Eigentlich könnte ich momentan einen Liebesbrief nach dem anderen schreiben. ER tut mir gut und das schon ziemlich viele Jahre.

Doch könnte ich heute ebenso gut einen Liebesbrief an Kärnten schreiben. Wieso erfahrt ihr ein bisschen weiter unten.

Einmal im Jahr, so hat sich das Ritual eingespielt, plane ich ein verlängertes Wochenende in Kärnten. Für üblich mit den Kindern. Dieses Jahr wollten die beiden daheim bleiben, somit fuhr ich allein an den Ossiacher See.

Anfangs hatte ich wirklich Angst mir würde zu langweilig werden, ich würde mit niemanden ins Gespräch kommen und depressiv rum sitzen oder Liebesbriefe schreiben.
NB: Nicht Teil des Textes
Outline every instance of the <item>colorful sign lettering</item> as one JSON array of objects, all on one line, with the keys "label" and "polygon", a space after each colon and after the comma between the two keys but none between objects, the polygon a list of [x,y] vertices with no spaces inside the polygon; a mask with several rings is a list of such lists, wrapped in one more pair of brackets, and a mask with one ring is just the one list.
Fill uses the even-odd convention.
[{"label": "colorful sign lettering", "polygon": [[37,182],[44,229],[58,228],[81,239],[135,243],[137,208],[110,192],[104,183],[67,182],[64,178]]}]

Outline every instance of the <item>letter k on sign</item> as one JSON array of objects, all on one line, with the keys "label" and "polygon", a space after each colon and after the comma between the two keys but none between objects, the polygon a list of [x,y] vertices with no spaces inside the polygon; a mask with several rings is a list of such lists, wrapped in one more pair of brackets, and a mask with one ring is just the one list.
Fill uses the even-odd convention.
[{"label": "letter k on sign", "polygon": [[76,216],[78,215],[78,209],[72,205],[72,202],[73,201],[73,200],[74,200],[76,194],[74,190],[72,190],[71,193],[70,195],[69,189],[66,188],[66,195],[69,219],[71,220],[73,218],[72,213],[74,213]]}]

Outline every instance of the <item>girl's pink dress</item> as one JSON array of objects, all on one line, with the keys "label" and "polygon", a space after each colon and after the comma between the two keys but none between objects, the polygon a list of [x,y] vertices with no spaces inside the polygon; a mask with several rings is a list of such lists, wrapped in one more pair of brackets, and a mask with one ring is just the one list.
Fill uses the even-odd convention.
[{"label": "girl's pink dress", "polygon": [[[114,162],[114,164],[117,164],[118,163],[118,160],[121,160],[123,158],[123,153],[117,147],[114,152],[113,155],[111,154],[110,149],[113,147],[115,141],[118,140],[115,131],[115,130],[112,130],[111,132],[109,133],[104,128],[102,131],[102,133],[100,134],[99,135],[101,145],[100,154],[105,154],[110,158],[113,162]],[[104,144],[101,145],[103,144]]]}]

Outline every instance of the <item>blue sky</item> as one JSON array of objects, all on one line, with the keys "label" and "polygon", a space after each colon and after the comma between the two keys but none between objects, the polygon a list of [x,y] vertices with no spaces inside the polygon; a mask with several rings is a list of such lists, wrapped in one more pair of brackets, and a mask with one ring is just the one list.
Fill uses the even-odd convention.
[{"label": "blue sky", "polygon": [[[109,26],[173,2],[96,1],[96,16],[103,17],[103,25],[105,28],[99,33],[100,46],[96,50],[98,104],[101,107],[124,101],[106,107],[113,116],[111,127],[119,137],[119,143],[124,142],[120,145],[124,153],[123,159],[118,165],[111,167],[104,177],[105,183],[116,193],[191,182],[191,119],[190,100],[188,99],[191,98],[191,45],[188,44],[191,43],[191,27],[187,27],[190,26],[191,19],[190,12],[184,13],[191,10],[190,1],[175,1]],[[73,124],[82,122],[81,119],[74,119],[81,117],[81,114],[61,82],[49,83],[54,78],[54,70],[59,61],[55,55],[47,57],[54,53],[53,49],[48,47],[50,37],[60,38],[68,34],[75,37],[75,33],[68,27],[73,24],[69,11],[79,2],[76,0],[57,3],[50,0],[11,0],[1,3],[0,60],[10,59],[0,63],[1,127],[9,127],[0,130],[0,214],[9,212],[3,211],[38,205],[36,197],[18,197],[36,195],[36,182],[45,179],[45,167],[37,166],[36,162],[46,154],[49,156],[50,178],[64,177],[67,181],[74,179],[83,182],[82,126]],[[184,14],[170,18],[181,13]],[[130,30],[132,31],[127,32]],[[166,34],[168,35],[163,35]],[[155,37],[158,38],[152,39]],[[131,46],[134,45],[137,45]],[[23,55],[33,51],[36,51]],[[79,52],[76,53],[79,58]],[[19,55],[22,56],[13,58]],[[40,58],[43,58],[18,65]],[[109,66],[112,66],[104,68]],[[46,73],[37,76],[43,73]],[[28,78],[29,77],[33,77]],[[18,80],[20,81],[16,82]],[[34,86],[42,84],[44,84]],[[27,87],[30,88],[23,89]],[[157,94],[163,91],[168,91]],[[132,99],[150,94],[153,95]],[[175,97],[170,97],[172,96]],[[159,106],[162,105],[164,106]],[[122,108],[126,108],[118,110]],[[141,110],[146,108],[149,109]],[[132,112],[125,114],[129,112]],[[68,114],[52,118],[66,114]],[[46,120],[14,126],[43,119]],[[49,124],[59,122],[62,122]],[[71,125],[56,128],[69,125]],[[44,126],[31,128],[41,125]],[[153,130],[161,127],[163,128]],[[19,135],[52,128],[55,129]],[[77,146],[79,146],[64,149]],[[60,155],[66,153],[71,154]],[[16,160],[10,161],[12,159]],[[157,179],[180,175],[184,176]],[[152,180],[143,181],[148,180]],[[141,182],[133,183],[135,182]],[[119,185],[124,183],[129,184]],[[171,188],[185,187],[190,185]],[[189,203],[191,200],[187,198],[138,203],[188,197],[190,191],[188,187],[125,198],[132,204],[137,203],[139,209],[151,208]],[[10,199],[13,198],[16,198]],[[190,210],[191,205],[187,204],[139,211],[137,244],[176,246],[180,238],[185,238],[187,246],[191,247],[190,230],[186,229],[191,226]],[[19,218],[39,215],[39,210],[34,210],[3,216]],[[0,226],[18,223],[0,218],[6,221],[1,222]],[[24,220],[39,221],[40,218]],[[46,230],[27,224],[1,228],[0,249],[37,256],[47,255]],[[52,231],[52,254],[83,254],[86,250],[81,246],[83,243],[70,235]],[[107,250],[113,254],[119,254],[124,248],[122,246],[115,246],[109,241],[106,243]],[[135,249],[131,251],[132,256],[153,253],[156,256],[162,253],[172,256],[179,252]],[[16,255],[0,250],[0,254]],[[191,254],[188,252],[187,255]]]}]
Es kam, wie so oft im Leben, ganz anders als erwartet.

Die Anreise war eine kleine Umsteigeherausforderung. Das Fahrrad allein in den Zug hieven zählt nicht unbedingt zu dem bequemsten Reiseerfahrungen. Scheinbar halten sich die Zugbegleiter immer, aber wirklich immer, am anderen Ende des Zuges auf, wenn sie lesen, dass Radabstellplätze reserviert wurden. (Passiert mir am Weg nach Wien/Graz immer!). Von Villach weg bin ich ohne den ÖBB und nur mit dem Fahrrad weitergereist. Bis nach Sattendorf am Ossiacher See. Ab Villach kam mir übrigens nur noch ein Wort in den Sinn:

Ich war „geflashed“. Vom großen Bahnhof, den freundlichen Leuten – es gibt tatsächlich eine Steigerung zu Graz, vom unglaublich netten Brief meiner Vermieterin, vom Apartment selbst – irre wie gemütlich und komfortabel es eingerichtet ist, usw… Die Liste zieht sich nun die Tage quasi durch.

Kärnten „flashed“!

Ans Schweigen musste ich mich aber erst gewöhnen. Nicht meine Lieblingsdisziplin! Sattendorf hat leider nicht viel zu bieten – kulinarisch meine ich. Somit schwang ich mich kurz nach der Ankunft wieder aufs Rad und fuhr nach Bodensdorf, um einkaufen zu gehen und um mir auch ein Bad im See zu gönnen. Mit rund 15-17 Grad hat er genau „meine“ Temperatur zum Schwimmen. Was für ein Gefühl.

Meine Devise beim Alleinreisen: Kleines, schnelles Abendessen kochen und früh schlafen gehen. Abends allein herum zu sitzen, schweigend, das ist nicht so mein Ding. Schon gar nicht in einem Restaurant. Das es hier in Sattendorf ohnedies nicht gibt.

Um fünf Uhr dreißig am nächsten Morgen bin ich wach und möchte mich bewegen.

„Das Maibachl“ ist einer der Orte, die man gesehen haben sollte, wenn man in der Gegend ist, finde ich heraus. Direkt mit den ÖBB von Sattendorf nach Warmbad Villach, in 20 Minuten. 10 Minuten, per pedes, vom Bahnhof entfernt, komme ich an diesem magischen Ort an. Das Maibachl sind zwei natürliche Thermalwasserbecken. Es füllt sich nur zwischen April und Mai und ist eine ganz besondere Attraktion in der Region.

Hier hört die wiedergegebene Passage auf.